Overwhelmed by your SaaS tools? Yea, me too. Maybe it’s time we all take a digital detox


Yes, tech can be cool, but guess what’s even cooler? Doing deep work and actually driving results.

There are the SaaS tools while I write this:

  • Segment
  • Hotjar
  • Google Drive
  • Google Docs
  • Google Sheets
  • cPanel
  • Buffer
  • Planable
  • Slack
  • Trello
  • Zapier
  • Drip
  • Close.io
  • Intercom
  • Ahrefs
  • Typeform
  • Youcanbook.me
  • Invisionapp
  • Userpilot
  • Optinmonster
  • Postmarkapp
  • PivotalTracker
  • Pandadoc
  • Stripe

And these are just the ones I can actually remember off the top of my head.

If I check my credit card statement, there for sure will be a couple of pleasant surprises there!

The point is, it’s a lot!

And this does not include:

  • Chrome extensions
  • Standalone apps like Sketch
  • Development tools like Github, Sequel Pro, etc. 
  • PPC platforms (Facebook, Adwords, Quora, LinkedIn, Reddit)

Introducing Tool Sprawl

I think there’s a word for this — tool sprawl.

Just look at this image!

And this is already outdated. Anyone got the latest pic? :p

And I don’t think I’m alone in this.

I’ve surveyed over 500 marketers, founders, and developers, and the average is around 8.7 SaaS apps, with a significant minority clocking in at +15 tools.
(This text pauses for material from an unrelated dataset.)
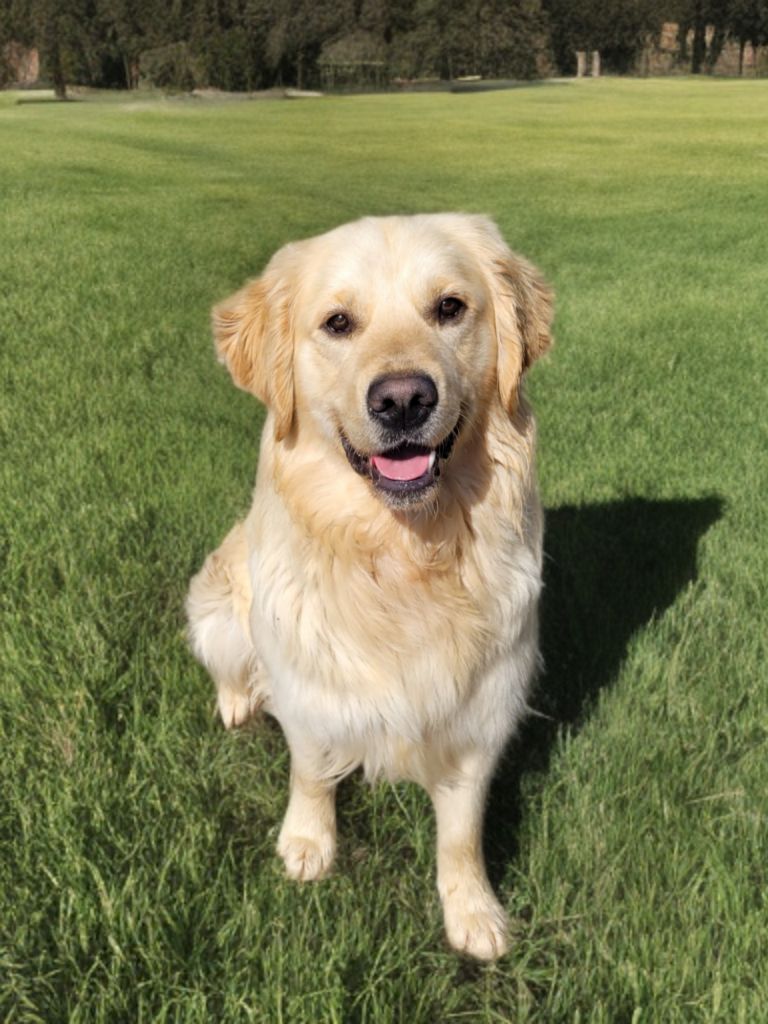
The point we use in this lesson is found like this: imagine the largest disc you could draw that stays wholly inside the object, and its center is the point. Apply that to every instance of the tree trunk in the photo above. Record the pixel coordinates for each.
(698, 49)
(59, 82)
Tools can be a huge time drain

Every tool you use means:

  • You spent time to decide that you need to use a tool like this to solve a problem
  • You probably trialed it and a few competitors as well and gave them a test run
  • You for sure spent at least 30 minutes reading reviews
  • You definitely spent a good amount of time setting it up, learning how to use it, and putting it to work.

Dealing with tool sprawl

If you suspect that you might be victim of tool sprawl, the first thing you should do is audit your tools.
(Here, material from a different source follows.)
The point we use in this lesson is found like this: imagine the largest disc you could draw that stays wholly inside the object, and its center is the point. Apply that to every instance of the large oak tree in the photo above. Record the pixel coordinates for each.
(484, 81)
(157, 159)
The MVP way to audit tool sprawl

  1. Create a Google Sheet and call it “Tool Audit”
  2. Column A: Tool name
  3. Column B: Tool website url
  4. Column C: Monthly cost
  5. Column D: Criticality to your operations [0-3]
  6. Column E: Is there a free way you could do this if you were more deliberate, mindful, and resourceful?
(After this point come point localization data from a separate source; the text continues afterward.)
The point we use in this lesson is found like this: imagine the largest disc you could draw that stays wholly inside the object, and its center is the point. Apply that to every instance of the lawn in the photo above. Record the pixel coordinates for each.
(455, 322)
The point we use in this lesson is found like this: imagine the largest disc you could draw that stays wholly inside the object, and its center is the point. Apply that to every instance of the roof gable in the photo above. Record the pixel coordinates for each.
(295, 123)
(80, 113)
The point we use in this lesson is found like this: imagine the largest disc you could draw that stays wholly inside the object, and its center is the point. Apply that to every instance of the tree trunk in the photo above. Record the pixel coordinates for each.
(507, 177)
By creating a sheet like this, silly expenses stick out. 

Learning new SaaS tools

You should also take into account the time it takes to learn new tools. It takes a certain amount of effort to switch and learn a new tool. Many businesses would rather pay more than deal with these two non-financial switching costs.

  • Time
  • Aggravation

Yet tools are so very important

We get things done with tools.

Hacking learning curves with mentors

Talking to a technically savvy startup mentor gives you the ability to pick their brains on their experiences with the tool, their feedback on what sucks/rocks about it, or anything else related to that tool.

This helps you extract more ROI out of the tool.  You can get advice on how to set it up in a best practice way which can save many headaches down the road.

At GrowthMentor, it’s really easy to filter mentors based on what tools they have experience with.

The only online mentorship platform that allows you to filter mentors by toolkit

It’s easy to save time by talking to others who have already invested their time to figure it out themselves. 

Digital Detox

If you feel like you are spending too much time thinking (or obsessing) about “which tool to use”, you might need a bit of a digital detox. 

There’s a lot of talk about digital minimalism and going “manual mode.” And maybe that is what certain people need to break through their plateaus. Early-stage startups that don’t have tons of users and revenue yet could easily cancel their cold emailing software and benefit big. They’d focuse more on personalised 1:1 emails, and would get better results. Quality always trumps quantity, especially when you still don’t have clear traction yet. 

It’s how you forge your brand identify — when difficulty mode is on high.

Scaling things isn’t really something useful for most people to worry about. That’s because most, don’t have anything signficant to scale yet! 

Yes, tech can be cool, but guess what’s even cooler?

Doing deep and effective work that actually drives results.